Attilio Caja vanta trent’anni di carriera nel corso dei quali ha anche collezionato anche una breve esperienza da Direttore Generale dell’Eurobasket Roma“Ho ottimi rapporti di amicizia con Armando Buonamici, dopo la stagione a Varese ero tornato a Roma ed ero senza squadra – spiega Caja riferendosi all’esperienza che seguito la prima avventura sulla panchina di Varese – L’Eurobasket era appena salita in A2 e il programma della società aveva margini di crescita. In virtù della mia amicizia con Armando ho svolto questo ruolo, però è stata una coincidenza temporanea dato che non ho mai pensato di lasciare il ruolo di allenatore sportivo”.

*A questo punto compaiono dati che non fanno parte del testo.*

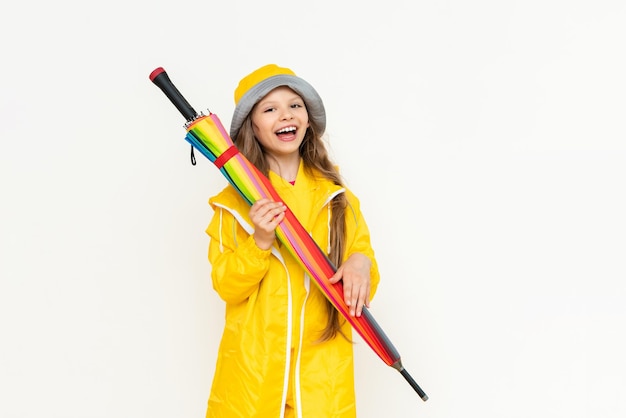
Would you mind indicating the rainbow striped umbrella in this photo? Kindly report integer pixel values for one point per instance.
(208, 136)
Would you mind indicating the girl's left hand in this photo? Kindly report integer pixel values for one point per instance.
(355, 273)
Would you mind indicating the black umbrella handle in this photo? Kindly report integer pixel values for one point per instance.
(414, 384)
(162, 80)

Attilio Caja conclude l’intervista lasciandosi andare ad una riflessione su quelli che possono essere gli stimoli personali nel prossimo futuro: L’anno scorso sono stato nominato allenatore dell’anno a più di vent’anni di distanza dalla prima volta. Nel 1996 ricevetti il riconoscimento alla guida della Virtus Roma e se guardo quanti dei coach che allenavano in quella stagione sono ancora oggi in panchina posso essere orgoglioso perché siamo rimasti in pochi dichiara con soddisfazione il tecnico che poi chiude – Ogni anno che si va in palestra per una nuova stagione bisogna fare il proprio meglio per raccogliere nuove soddisfazioni. Essere in una squadra di prestigio come Varese e ricevere riconoscimenti da colleghi e addetti ai lavori per il lavoro svolto è una cosa che fa piacere e crea stimoli per il futuro“.